Decíamos ayer que tras la derrota o contrariedad que tuve con Mónica y el escándalo pasajero que me provocó la niña de mirada pícara, decidí llamar a Francisco Alegre, el taxista.

 

Lo llamé.

-Qué, chico, ¿cómo te va?

-Jodidamente. Anda, dame un paseo por La Habana, quiero despejarme.

-¿Qué cosa quieres ver, hermano?

-Primero me llevas al cogollo de la ciudad, allí donde van todos los guiris. Luego, ya veremos por dónde salimos.

Acababa de dejar el Morro a mis espaldas, cuando me di cuenta de que en un pis-pas llegamos al centro neurálgico de la ciudad. El Capitolio y sus busconas de alrededor, el Floridita –Hemingwai presente en bronce a tamaño natural-, donde nos mojamos con mojitos elaborados con demasiada prisa pero regalados nuestros oídos con música excelente; la Casa del ron, donde me aprovisioné, La Bodeguita del Medio, donde nos volvimos a mojar esta vez con daiquiri; el puerto, las avenidas, los edificios derruidos y habitados, las casas coloniales. Lo normal en estos casos.
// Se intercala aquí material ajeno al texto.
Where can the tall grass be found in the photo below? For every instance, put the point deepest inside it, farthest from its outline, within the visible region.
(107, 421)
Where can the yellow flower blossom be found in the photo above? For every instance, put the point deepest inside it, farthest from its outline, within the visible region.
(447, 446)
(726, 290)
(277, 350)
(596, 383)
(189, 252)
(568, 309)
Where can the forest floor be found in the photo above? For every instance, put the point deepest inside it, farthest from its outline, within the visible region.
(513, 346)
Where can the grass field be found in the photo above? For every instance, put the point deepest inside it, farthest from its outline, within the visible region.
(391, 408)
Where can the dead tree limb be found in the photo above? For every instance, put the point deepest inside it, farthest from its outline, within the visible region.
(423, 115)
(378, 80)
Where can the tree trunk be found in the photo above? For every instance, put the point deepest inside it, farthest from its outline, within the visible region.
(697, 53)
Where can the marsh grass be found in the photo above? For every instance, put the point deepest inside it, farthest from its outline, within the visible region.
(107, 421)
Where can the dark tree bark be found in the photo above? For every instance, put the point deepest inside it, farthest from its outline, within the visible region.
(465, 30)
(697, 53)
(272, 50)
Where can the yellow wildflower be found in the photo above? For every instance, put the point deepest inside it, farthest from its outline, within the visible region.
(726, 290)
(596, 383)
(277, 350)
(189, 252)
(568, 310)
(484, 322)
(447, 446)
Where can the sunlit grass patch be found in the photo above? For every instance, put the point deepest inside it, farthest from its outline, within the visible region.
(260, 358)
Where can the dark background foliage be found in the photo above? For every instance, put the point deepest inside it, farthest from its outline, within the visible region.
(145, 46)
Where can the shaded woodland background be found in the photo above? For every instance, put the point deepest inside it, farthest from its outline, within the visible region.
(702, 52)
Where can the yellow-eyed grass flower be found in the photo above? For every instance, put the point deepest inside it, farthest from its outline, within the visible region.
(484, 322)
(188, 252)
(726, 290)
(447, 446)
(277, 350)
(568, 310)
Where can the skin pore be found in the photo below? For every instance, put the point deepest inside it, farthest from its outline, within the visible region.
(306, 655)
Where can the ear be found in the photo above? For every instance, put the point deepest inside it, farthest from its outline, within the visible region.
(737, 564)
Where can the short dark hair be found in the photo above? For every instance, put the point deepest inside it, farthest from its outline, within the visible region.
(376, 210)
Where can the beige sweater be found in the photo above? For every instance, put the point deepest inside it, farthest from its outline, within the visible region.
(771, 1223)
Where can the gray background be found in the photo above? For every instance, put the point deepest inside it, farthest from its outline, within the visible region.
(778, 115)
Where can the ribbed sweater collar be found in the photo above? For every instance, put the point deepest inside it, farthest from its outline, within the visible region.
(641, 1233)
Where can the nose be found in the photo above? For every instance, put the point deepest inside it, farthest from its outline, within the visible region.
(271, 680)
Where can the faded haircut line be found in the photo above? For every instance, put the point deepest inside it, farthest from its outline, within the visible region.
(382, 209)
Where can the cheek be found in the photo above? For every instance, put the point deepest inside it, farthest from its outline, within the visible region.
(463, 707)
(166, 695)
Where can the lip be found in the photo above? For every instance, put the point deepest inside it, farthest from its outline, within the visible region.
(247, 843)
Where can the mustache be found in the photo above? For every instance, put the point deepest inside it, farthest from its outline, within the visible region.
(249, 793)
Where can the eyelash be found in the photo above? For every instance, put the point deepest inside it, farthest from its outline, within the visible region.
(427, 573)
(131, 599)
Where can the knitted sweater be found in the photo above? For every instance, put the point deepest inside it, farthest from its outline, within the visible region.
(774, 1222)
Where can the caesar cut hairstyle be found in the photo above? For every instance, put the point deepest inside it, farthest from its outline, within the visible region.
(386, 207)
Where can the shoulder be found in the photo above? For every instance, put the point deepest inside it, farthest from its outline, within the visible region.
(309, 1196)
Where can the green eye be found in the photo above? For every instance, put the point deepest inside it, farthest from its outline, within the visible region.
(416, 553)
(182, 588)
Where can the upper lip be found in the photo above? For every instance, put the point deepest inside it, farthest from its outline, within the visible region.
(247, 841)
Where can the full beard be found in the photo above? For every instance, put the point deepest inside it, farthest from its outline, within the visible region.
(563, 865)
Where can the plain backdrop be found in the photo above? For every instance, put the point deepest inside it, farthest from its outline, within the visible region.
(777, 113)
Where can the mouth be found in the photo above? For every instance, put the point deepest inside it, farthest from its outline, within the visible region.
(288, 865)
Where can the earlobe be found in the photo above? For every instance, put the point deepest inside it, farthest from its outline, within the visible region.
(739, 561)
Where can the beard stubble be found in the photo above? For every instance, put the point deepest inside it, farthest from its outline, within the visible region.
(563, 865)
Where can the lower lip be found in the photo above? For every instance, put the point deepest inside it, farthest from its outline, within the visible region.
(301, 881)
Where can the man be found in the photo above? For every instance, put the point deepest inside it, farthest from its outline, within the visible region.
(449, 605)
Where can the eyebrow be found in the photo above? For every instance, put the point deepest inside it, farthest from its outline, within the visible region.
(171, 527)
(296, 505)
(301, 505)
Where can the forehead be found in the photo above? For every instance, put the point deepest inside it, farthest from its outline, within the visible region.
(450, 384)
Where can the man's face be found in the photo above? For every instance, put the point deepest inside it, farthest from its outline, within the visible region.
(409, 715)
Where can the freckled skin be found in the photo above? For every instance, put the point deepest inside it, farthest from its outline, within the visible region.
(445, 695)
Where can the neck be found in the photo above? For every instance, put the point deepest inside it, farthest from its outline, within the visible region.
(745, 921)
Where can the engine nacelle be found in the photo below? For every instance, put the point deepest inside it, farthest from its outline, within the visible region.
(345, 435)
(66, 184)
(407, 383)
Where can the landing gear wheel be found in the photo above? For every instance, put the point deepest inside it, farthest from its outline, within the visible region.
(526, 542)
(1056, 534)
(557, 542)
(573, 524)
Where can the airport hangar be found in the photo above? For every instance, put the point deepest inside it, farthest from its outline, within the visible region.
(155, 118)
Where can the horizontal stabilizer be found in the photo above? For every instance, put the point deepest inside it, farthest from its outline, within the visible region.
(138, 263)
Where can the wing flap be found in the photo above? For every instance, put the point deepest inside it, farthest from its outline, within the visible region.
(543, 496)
Y cosa curiosa:  el autor de “El viejo y el mar” trasegaba en el Floridita daiquiris y en la Bodeguita, mojitos; al revés de como es ahora el consumo. Para algunas cosas Cuba va cambiando, aunque no en lo esencial.

-Ahora toca almorzar, Francisco Alegre, ¿dónde me llevas?

-Un buen sitio es El Palenque. Si quieres lujo, Tocororo.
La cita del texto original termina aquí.